House Training

dogs-in-den

cage1
Pronunciation: ‘kAj
Function: noun
Etymology: Middle English, from Old French, from Latin
cavea cavity, cage, from cavus hollow – a cave, a den
Date: 13th century
1: a box or enclosure having some openwork for confining or carrying animals.

Dog Meets Human Reality

Certain issues that relate to raising a dog can cause a fair amount of debate. Passions tend to run high surrounding such things as whether or not to spay or neuter a dog or if microchipping is good. Crate training is one of these issues that can cause a strong reaction in people. You are either all for it or dead set against it.
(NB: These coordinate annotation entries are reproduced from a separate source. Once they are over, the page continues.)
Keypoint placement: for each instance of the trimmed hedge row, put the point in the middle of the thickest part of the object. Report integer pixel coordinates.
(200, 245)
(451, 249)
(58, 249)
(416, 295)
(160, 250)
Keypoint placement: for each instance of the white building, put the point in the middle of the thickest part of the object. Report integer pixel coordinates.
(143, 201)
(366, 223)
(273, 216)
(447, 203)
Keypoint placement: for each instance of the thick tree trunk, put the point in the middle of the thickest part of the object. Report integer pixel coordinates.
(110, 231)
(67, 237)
Let’s face it. Most of us want our dogs to remain ‘free’. The inherent quality of a dog is that they are unaffected and honest. People want their dogs to continue to be as close to unconstrained as possible. It is one of the reasons that people get dogs.
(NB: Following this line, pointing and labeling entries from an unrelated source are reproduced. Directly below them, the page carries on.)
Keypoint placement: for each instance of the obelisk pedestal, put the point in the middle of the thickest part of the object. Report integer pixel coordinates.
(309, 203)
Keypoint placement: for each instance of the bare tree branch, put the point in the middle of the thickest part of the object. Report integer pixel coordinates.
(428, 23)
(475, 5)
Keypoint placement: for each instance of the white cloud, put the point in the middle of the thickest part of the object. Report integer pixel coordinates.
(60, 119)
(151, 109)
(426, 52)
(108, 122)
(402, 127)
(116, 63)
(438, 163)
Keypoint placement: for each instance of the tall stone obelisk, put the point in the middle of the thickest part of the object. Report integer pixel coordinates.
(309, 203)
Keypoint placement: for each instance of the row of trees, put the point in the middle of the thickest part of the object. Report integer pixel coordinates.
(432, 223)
Unfortunately, most of what is natural for a dog clashes with our human way of life. The greater population would not accept someone chewing on the leg of the dining room table or through an electrical cord. We would not be too pleased if someone pooped in our living room or ran wildly over the furniture. We would be horrified and distressed if one of our family members was doing this. Yet these are all natural behaviors of a dog.

With approximately 40 percent of all young canines being given up during their first year in a new home, we owe it to our dog friends to put more energy into helping them adjust to our way of life.

So, what we want from dogs and the behaviors that are normal for them can often be in stark contrast. Jean Donaldson, a renouned coach, speaker and author, calls it a Culture Clash and has written a great book on the topic. Please refer to the Resources section.

With approximately 40 percent of all young canines being given up during their first year in a new home, we owe it to our dog friends to put more energy into helping them adjust to our way of life. We need to ensure that they survive the experience of living with us.

There should be a balance between maintaining control of the dog and allowing him to remain as natural as possible.